Spam or not spam — I cannot tell, dear United Healthcare

Occasionally I get e-mail that looks like this. I cannot tell whether this is spam or a just very badly made actual e-mail from United Health, my health insurer:


Here’s the evidence:

  • Sender: Looks very suspicious, as anybody can register a domain like that.
  • Googling the e-mail address produces 18 hits, on mostly strange websites. Not one is an official United Healthcare website that mentions this e-mail address or domain.
  • The formatting! It’s non-existent. I do delayed-image loading to avoid telling them spammers I read their mail. Perhaps that’s why. But I won’t hit “load images” exactly for that reason!
  • Accessing the domain in the browser produces a “The page you requested is not available.” error message that looks like it came from some piece of software a company like United Health might actually have bought.
  • whois information says that domain is registered to ExactTarget, a marketing firm. Entirely possible that United Health would use them for e-mail distribution.
  • I could click on one of those links, but I won’t, because if it is spam, it means the spammer “got me” and might send some malware down in my direction. (Also, the identifiers are long enough to uniqely identity not just every person in the world, but every bacterium!)
  • The program that the e-mails talks about indeed exists. But any spammer could have copied that.
  • A company as big and slow as United Healthcare of course could be doing all of this, blissfully unaware just what kind mess this is.

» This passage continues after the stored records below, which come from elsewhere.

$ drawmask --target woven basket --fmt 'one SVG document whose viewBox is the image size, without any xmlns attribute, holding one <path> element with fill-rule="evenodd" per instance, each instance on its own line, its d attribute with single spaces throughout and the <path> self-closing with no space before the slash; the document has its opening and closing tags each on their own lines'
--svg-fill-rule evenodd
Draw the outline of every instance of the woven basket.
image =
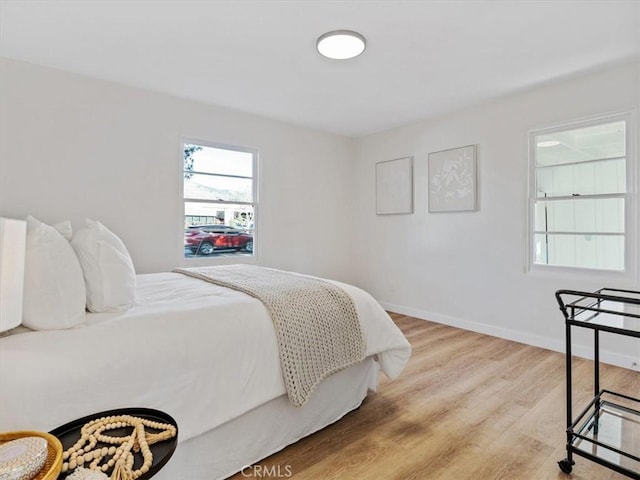
<svg viewBox="0 0 640 480">
<path fill-rule="evenodd" d="M 53 435 L 46 432 L 23 430 L 19 432 L 0 432 L 0 445 L 24 437 L 41 437 L 47 441 L 47 460 L 44 467 L 32 480 L 56 480 L 62 470 L 62 444 Z"/>
</svg>

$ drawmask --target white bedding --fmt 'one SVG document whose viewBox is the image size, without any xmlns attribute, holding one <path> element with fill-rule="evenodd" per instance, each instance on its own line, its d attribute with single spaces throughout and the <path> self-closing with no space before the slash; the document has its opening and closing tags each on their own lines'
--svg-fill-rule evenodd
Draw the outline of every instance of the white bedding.
<svg viewBox="0 0 640 480">
<path fill-rule="evenodd" d="M 137 304 L 124 313 L 0 339 L 0 431 L 48 431 L 135 406 L 172 415 L 182 442 L 285 393 L 259 300 L 178 273 L 137 280 Z M 367 355 L 397 376 L 410 356 L 407 340 L 370 295 L 334 283 L 356 304 Z"/>
</svg>

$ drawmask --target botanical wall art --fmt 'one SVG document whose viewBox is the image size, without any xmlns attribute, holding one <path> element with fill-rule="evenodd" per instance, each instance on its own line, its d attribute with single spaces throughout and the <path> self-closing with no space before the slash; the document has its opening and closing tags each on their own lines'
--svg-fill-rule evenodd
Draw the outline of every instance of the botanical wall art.
<svg viewBox="0 0 640 480">
<path fill-rule="evenodd" d="M 476 146 L 429 154 L 429 212 L 476 209 Z"/>
<path fill-rule="evenodd" d="M 413 213 L 413 157 L 376 163 L 376 213 Z"/>
</svg>

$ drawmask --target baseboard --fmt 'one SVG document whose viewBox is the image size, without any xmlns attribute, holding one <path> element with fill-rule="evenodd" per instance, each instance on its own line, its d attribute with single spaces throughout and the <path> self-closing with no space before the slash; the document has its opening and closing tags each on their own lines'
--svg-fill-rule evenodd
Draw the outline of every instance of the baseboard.
<svg viewBox="0 0 640 480">
<path fill-rule="evenodd" d="M 403 305 L 396 305 L 393 303 L 380 302 L 380 305 L 382 305 L 382 307 L 389 312 L 409 315 L 421 320 L 429 320 L 432 322 L 441 323 L 443 325 L 461 328 L 463 330 L 483 333 L 485 335 L 491 335 L 492 337 L 504 338 L 506 340 L 512 340 L 514 342 L 524 343 L 526 345 L 532 345 L 534 347 L 553 350 L 555 352 L 565 352 L 563 340 L 543 337 L 540 335 L 533 335 L 530 333 L 511 330 L 508 328 L 500 328 L 493 325 L 487 325 L 486 323 L 473 322 L 470 320 L 455 318 L 439 313 L 427 312 L 424 310 L 405 307 Z M 583 345 L 573 345 L 573 354 L 581 358 L 593 360 L 593 349 Z M 608 363 L 610 365 L 616 365 L 618 367 L 640 371 L 638 359 L 630 355 L 621 355 L 616 352 L 602 349 L 600 351 L 600 360 L 603 363 Z"/>
</svg>

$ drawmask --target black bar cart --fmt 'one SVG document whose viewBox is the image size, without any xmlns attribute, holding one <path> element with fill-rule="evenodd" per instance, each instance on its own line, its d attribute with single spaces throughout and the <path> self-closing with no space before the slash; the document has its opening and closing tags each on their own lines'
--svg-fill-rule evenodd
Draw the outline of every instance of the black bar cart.
<svg viewBox="0 0 640 480">
<path fill-rule="evenodd" d="M 600 332 L 640 338 L 640 292 L 602 288 L 558 290 L 565 318 L 567 457 L 558 465 L 571 473 L 579 455 L 640 480 L 640 399 L 600 388 Z M 572 412 L 571 329 L 593 330 L 594 396 L 575 418 Z M 637 393 L 637 392 L 634 392 Z"/>
</svg>

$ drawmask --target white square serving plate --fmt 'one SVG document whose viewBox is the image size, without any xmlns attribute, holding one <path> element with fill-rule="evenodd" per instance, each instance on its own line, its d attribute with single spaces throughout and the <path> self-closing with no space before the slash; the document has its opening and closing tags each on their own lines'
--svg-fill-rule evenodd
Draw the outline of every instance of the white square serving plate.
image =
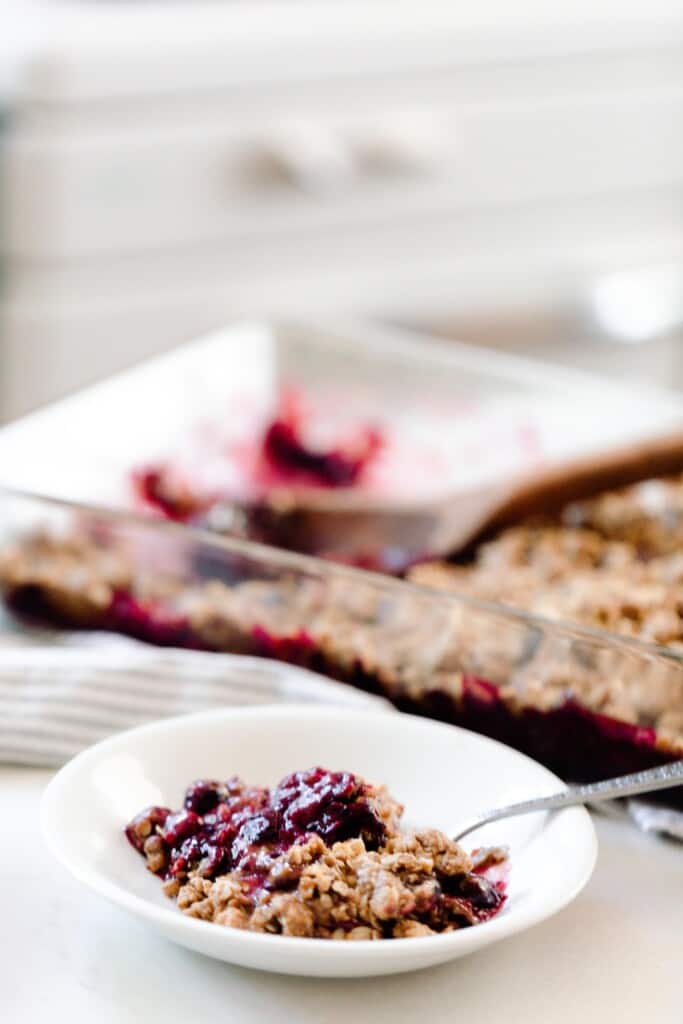
<svg viewBox="0 0 683 1024">
<path fill-rule="evenodd" d="M 239 441 L 283 389 L 306 396 L 323 437 L 381 426 L 392 444 L 372 487 L 384 498 L 466 491 L 683 423 L 674 392 L 459 342 L 368 323 L 238 322 L 0 429 L 0 484 L 127 506 L 134 466 L 191 460 L 208 433 L 214 447 Z"/>
</svg>

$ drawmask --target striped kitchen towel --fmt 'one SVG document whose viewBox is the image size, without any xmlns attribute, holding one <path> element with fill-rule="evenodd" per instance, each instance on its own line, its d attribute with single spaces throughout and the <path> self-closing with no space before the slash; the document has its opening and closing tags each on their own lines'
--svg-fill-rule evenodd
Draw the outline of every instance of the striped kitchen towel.
<svg viewBox="0 0 683 1024">
<path fill-rule="evenodd" d="M 122 729 L 244 704 L 389 709 L 380 697 L 281 662 L 149 647 L 109 633 L 0 630 L 0 764 L 59 767 Z M 622 800 L 596 810 L 683 839 L 683 813 Z"/>
<path fill-rule="evenodd" d="M 243 704 L 389 705 L 262 658 L 148 647 L 123 637 L 52 634 L 0 641 L 0 762 L 52 767 L 121 729 Z M 58 642 L 55 643 L 54 641 Z"/>
</svg>

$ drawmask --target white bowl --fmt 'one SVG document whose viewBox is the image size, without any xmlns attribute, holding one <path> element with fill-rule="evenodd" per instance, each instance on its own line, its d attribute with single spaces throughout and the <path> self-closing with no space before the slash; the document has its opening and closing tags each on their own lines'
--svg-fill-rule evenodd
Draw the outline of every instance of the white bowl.
<svg viewBox="0 0 683 1024">
<path fill-rule="evenodd" d="M 273 784 L 322 764 L 386 783 L 408 826 L 448 832 L 471 812 L 562 783 L 536 762 L 453 726 L 383 711 L 287 705 L 230 708 L 132 729 L 71 761 L 43 798 L 43 829 L 68 870 L 162 935 L 229 963 L 285 974 L 361 977 L 414 970 L 508 938 L 565 906 L 585 885 L 596 838 L 583 808 L 487 826 L 472 845 L 510 847 L 509 898 L 493 920 L 444 935 L 335 942 L 223 928 L 181 914 L 126 841 L 148 804 L 178 807 L 201 776 Z"/>
</svg>

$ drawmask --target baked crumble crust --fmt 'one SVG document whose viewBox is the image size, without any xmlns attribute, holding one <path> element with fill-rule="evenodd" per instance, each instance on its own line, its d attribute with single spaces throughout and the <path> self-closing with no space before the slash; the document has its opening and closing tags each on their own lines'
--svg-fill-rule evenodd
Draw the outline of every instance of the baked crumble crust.
<svg viewBox="0 0 683 1024">
<path fill-rule="evenodd" d="M 567 538 L 556 526 L 518 527 L 482 547 L 471 567 L 425 564 L 411 578 L 683 650 L 678 555 L 629 561 L 621 543 L 611 544 L 586 531 Z M 10 603 L 21 608 L 28 596 L 32 608 L 37 602 L 68 625 L 121 628 L 128 616 L 124 628 L 132 621 L 135 633 L 147 615 L 153 631 L 142 635 L 156 642 L 298 660 L 399 703 L 439 692 L 457 705 L 471 676 L 496 683 L 513 713 L 571 698 L 654 729 L 664 752 L 683 754 L 683 676 L 673 666 L 667 673 L 639 659 L 630 669 L 622 651 L 570 640 L 530 644 L 515 622 L 501 618 L 492 630 L 476 608 L 437 608 L 415 592 L 380 596 L 346 580 L 295 577 L 188 586 L 136 576 L 127 552 L 85 536 L 36 536 L 6 549 L 0 581 Z"/>
<path fill-rule="evenodd" d="M 650 483 L 673 509 L 663 525 L 643 498 Z M 427 563 L 410 578 L 680 655 L 682 495 L 683 477 L 613 492 L 502 532 L 468 565 Z M 673 659 L 343 577 L 191 583 L 186 563 L 174 569 L 159 554 L 152 567 L 147 548 L 139 559 L 135 542 L 77 525 L 0 551 L 0 587 L 17 611 L 62 625 L 301 664 L 492 735 L 575 781 L 683 757 L 683 669 Z"/>
<path fill-rule="evenodd" d="M 663 756 L 683 756 L 683 673 L 673 664 L 631 664 L 621 649 L 571 637 L 539 643 L 514 620 L 501 616 L 493 629 L 490 613 L 437 606 L 407 588 L 390 595 L 295 576 L 188 585 L 172 572 L 136 573 L 133 563 L 111 541 L 36 535 L 0 553 L 0 585 L 10 605 L 61 624 L 295 661 L 450 720 L 472 699 L 490 703 L 487 680 L 512 715 L 573 702 L 649 730 L 636 739 Z M 471 566 L 428 563 L 411 579 L 683 651 L 683 559 L 643 561 L 594 531 L 516 527 Z"/>
<path fill-rule="evenodd" d="M 267 880 L 272 888 L 253 909 L 230 875 L 208 884 L 191 878 L 178 907 L 204 921 L 282 935 L 347 941 L 434 935 L 478 922 L 464 890 L 447 908 L 440 900 L 445 879 L 471 870 L 464 850 L 433 830 L 397 836 L 372 851 L 362 839 L 328 847 L 316 836 L 281 854 Z M 283 891 L 290 880 L 294 888 Z"/>
</svg>

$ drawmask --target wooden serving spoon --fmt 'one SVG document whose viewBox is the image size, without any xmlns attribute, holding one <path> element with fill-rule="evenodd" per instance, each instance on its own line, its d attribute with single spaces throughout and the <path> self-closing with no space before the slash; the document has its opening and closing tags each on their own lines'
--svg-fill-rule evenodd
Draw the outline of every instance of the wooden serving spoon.
<svg viewBox="0 0 683 1024">
<path fill-rule="evenodd" d="M 400 571 L 420 558 L 455 555 L 529 515 L 682 470 L 683 431 L 675 431 L 431 501 L 390 504 L 351 490 L 283 493 L 259 514 L 286 547 L 354 562 L 367 552 L 373 567 Z"/>
</svg>

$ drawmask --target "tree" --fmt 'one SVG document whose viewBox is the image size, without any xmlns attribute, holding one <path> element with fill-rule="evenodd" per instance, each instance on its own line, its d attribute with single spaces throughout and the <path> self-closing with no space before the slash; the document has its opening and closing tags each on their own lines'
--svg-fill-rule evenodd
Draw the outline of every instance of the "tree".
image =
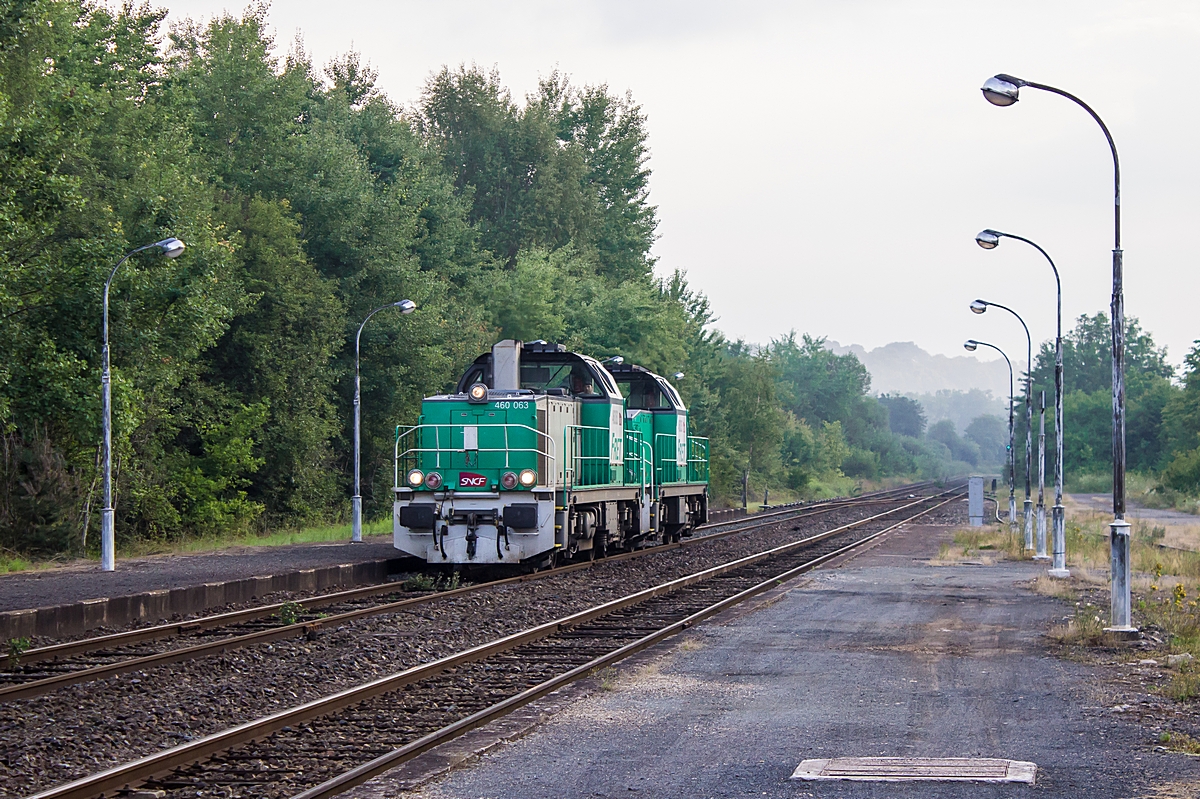
<svg viewBox="0 0 1200 799">
<path fill-rule="evenodd" d="M 964 433 L 979 447 L 981 463 L 1003 464 L 1008 460 L 1008 423 L 999 416 L 976 416 Z M 1051 454 L 1049 449 L 1047 454 Z"/>
<path fill-rule="evenodd" d="M 954 422 L 943 419 L 929 428 L 929 440 L 943 444 L 955 460 L 969 463 L 972 466 L 979 462 L 979 445 L 969 439 L 963 439 L 954 429 Z"/>
<path fill-rule="evenodd" d="M 1042 343 L 1035 362 L 1036 390 L 1053 397 L 1053 341 Z M 1175 376 L 1174 367 L 1167 362 L 1167 351 L 1155 346 L 1136 316 L 1125 318 L 1125 375 L 1127 396 L 1140 393 L 1145 380 Z M 1080 316 L 1074 329 L 1063 335 L 1063 392 L 1072 391 L 1112 391 L 1112 325 L 1104 312 Z"/>
<path fill-rule="evenodd" d="M 888 428 L 898 435 L 920 438 L 925 434 L 925 411 L 915 399 L 883 394 L 879 402 L 888 412 Z"/>
</svg>

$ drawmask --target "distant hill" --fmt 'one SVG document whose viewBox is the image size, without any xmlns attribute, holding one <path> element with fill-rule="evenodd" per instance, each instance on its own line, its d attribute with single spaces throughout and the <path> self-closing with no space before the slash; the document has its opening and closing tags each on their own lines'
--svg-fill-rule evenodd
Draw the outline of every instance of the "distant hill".
<svg viewBox="0 0 1200 799">
<path fill-rule="evenodd" d="M 1008 367 L 1003 358 L 988 361 L 966 354 L 953 358 L 930 355 L 911 341 L 893 341 L 873 350 L 836 341 L 826 341 L 825 346 L 838 355 L 857 355 L 871 373 L 874 394 L 935 394 L 974 388 L 998 398 L 1008 396 Z M 1024 361 L 1013 361 L 1018 384 L 1024 369 Z"/>
<path fill-rule="evenodd" d="M 980 414 L 1008 415 L 1008 366 L 1003 358 L 930 355 L 911 341 L 894 341 L 873 350 L 836 341 L 826 341 L 825 346 L 838 355 L 858 356 L 871 373 L 871 393 L 919 400 L 930 425 L 950 419 L 961 433 Z M 1018 395 L 1024 369 L 1024 361 L 1013 362 Z"/>
</svg>

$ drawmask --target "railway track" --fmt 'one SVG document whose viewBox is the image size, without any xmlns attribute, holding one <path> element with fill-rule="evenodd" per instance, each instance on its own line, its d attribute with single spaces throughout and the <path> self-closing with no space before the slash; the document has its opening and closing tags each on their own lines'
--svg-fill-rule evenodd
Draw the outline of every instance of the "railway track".
<svg viewBox="0 0 1200 799">
<path fill-rule="evenodd" d="M 806 519 L 848 508 L 904 501 L 914 491 L 927 486 L 905 486 L 861 497 L 786 507 L 716 522 L 699 528 L 699 534 L 679 543 L 647 547 L 614 555 L 604 561 L 614 562 L 695 546 L 768 524 Z M 501 585 L 567 574 L 592 565 L 591 561 L 574 563 L 433 593 L 405 592 L 396 584 L 367 586 L 295 602 L 275 603 L 31 649 L 20 656 L 16 666 L 0 672 L 0 702 L 28 699 L 68 685 L 218 655 L 256 644 L 312 635 L 323 628 L 336 627 L 355 619 L 395 613 Z"/>
<path fill-rule="evenodd" d="M 334 796 L 953 502 L 961 487 L 740 557 L 38 793 Z"/>
</svg>

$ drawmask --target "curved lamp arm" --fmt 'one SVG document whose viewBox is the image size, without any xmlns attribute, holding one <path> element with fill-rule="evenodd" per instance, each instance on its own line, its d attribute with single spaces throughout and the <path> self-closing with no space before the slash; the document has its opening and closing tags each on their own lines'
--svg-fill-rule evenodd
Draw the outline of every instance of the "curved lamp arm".
<svg viewBox="0 0 1200 799">
<path fill-rule="evenodd" d="M 1108 140 L 1108 149 L 1112 151 L 1113 157 L 1113 213 L 1116 219 L 1115 244 L 1113 245 L 1113 249 L 1121 249 L 1121 159 L 1117 156 L 1117 143 L 1113 141 L 1112 134 L 1108 130 L 1108 125 L 1105 125 L 1100 115 L 1083 100 L 1080 100 L 1068 91 L 1063 91 L 1045 83 L 1034 83 L 1031 80 L 1022 80 L 1012 75 L 1000 74 L 989 78 L 983 84 L 981 91 L 989 103 L 1005 106 L 1012 105 L 1020 99 L 1020 89 L 1022 86 L 1028 86 L 1031 89 L 1041 89 L 1044 92 L 1050 92 L 1051 94 L 1057 94 L 1059 97 L 1067 98 L 1084 111 L 1087 111 L 1092 119 L 1096 120 L 1096 124 L 1100 126 L 1100 130 L 1104 131 L 1104 138 Z"/>
</svg>

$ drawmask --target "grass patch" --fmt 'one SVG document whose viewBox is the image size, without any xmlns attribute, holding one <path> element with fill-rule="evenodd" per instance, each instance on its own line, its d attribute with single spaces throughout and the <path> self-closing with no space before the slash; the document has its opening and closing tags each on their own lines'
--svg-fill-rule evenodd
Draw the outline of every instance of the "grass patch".
<svg viewBox="0 0 1200 799">
<path fill-rule="evenodd" d="M 363 535 L 381 535 L 392 531 L 391 518 L 363 523 Z M 262 535 L 204 536 L 187 541 L 142 540 L 130 542 L 118 549 L 118 557 L 142 557 L 146 555 L 187 555 L 212 552 L 229 547 L 282 547 L 290 544 L 320 544 L 326 541 L 349 541 L 349 524 L 305 527 L 302 529 L 276 530 Z"/>
<path fill-rule="evenodd" d="M 437 588 L 437 583 L 437 577 L 434 575 L 421 573 L 409 577 L 400 587 L 405 591 L 432 591 Z"/>
<path fill-rule="evenodd" d="M 23 572 L 33 568 L 33 561 L 17 555 L 14 552 L 0 550 L 0 574 Z"/>
<path fill-rule="evenodd" d="M 1109 494 L 1112 492 L 1112 473 L 1068 475 L 1065 488 L 1072 494 Z M 1125 474 L 1125 497 L 1147 508 L 1200 514 L 1200 497 L 1167 488 L 1158 482 L 1158 478 L 1140 472 Z"/>
<path fill-rule="evenodd" d="M 1111 494 L 1112 480 L 1112 472 L 1069 474 L 1063 488 L 1071 494 Z M 1158 481 L 1148 474 L 1125 473 L 1125 496 L 1129 499 L 1140 501 L 1140 497 L 1153 491 L 1156 485 Z"/>
<path fill-rule="evenodd" d="M 1059 644 L 1096 646 L 1105 642 L 1104 618 L 1094 605 L 1081 605 L 1066 624 L 1051 628 L 1047 636 Z"/>
<path fill-rule="evenodd" d="M 964 527 L 954 531 L 952 543 L 942 544 L 938 549 L 935 564 L 977 561 L 990 565 L 998 560 L 1021 560 L 1028 553 L 1023 549 L 1024 539 L 1007 529 L 990 527 Z"/>
<path fill-rule="evenodd" d="M 1108 516 L 1072 514 L 1067 519 L 1067 565 L 1092 571 L 1108 571 L 1112 557 Z M 1130 566 L 1142 575 L 1167 575 L 1183 580 L 1200 580 L 1200 552 L 1164 549 L 1158 545 L 1166 528 L 1138 519 L 1130 521 Z M 1144 582 L 1144 581 L 1143 581 Z"/>
<path fill-rule="evenodd" d="M 1186 732 L 1164 732 L 1158 736 L 1158 742 L 1172 752 L 1182 752 L 1185 755 L 1200 755 L 1200 741 Z"/>
<path fill-rule="evenodd" d="M 392 532 L 392 521 L 384 518 L 375 522 L 363 523 L 363 535 L 383 535 Z M 262 534 L 228 534 L 209 535 L 187 540 L 139 539 L 137 541 L 118 542 L 117 560 L 139 558 L 147 555 L 194 555 L 204 552 L 215 552 L 231 547 L 282 547 L 289 544 L 320 544 L 327 541 L 349 541 L 351 529 L 349 524 L 322 525 L 301 529 L 275 530 Z M 96 541 L 99 541 L 97 536 Z M 100 559 L 97 552 L 90 560 Z M 52 569 L 71 562 L 67 556 L 58 556 L 52 560 L 31 560 L 9 550 L 0 549 L 0 574 L 10 572 L 31 571 L 37 569 Z"/>
<path fill-rule="evenodd" d="M 1076 577 L 1077 575 L 1072 574 L 1071 576 Z M 1073 602 L 1077 596 L 1073 580 L 1060 580 L 1048 574 L 1039 574 L 1030 587 L 1042 596 L 1052 596 L 1055 599 Z"/>
<path fill-rule="evenodd" d="M 595 676 L 600 679 L 601 691 L 617 690 L 617 681 L 620 677 L 620 674 L 617 672 L 617 669 L 614 666 L 605 666 L 604 668 L 595 672 Z"/>
</svg>

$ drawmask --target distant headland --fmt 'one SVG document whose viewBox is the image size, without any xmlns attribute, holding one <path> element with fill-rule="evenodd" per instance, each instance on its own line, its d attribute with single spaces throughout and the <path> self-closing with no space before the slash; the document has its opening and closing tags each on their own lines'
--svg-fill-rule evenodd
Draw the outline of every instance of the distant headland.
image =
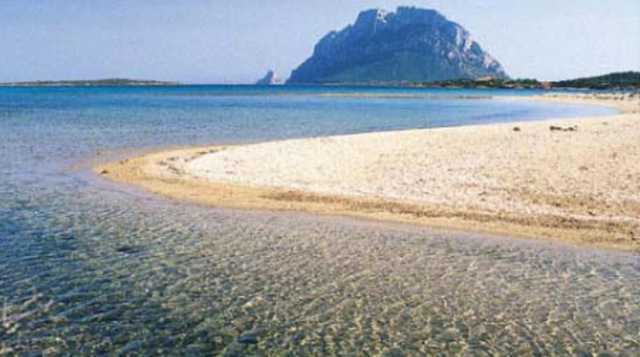
<svg viewBox="0 0 640 357">
<path fill-rule="evenodd" d="M 1 87 L 136 87 L 136 86 L 175 86 L 179 82 L 154 81 L 143 79 L 107 78 L 92 80 L 29 81 L 0 83 Z"/>
<path fill-rule="evenodd" d="M 259 83 L 270 79 L 267 74 Z M 462 25 L 432 9 L 401 6 L 362 11 L 353 24 L 329 32 L 286 84 L 637 90 L 640 72 L 555 82 L 512 79 Z"/>
<path fill-rule="evenodd" d="M 461 25 L 435 10 L 372 9 L 355 23 L 331 31 L 288 84 L 433 82 L 509 78 L 502 65 Z"/>
</svg>

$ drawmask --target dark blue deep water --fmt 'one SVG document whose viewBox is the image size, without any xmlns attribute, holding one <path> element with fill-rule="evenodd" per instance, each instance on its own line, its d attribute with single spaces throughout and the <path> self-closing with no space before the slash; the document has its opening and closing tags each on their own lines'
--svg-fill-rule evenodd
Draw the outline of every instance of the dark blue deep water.
<svg viewBox="0 0 640 357">
<path fill-rule="evenodd" d="M 162 147 L 613 112 L 507 98 L 532 93 L 0 88 L 0 355 L 638 353 L 632 255 L 204 208 L 90 172 Z"/>
</svg>

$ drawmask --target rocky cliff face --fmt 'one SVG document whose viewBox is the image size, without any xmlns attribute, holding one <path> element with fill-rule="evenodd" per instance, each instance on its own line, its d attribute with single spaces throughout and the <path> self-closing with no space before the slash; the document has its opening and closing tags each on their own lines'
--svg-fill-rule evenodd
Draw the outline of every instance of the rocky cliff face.
<svg viewBox="0 0 640 357">
<path fill-rule="evenodd" d="M 269 71 L 264 77 L 262 77 L 262 79 L 258 80 L 256 84 L 262 86 L 273 86 L 276 84 L 281 84 L 281 82 L 274 71 Z"/>
<path fill-rule="evenodd" d="M 330 32 L 288 83 L 358 83 L 506 78 L 469 32 L 435 10 L 367 10 Z"/>
</svg>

So it could be real.

But who knows? Dear United Health, if you read this, and you wonder why your e-mail campaign has zero uptake among security-minded individuals, this is why.

This is a great example that digital identity on the internet does not just need to be about individuals authenticating against corporate websites, but also corporates authenticating against individuals. Not something anybody in identity land usually works on.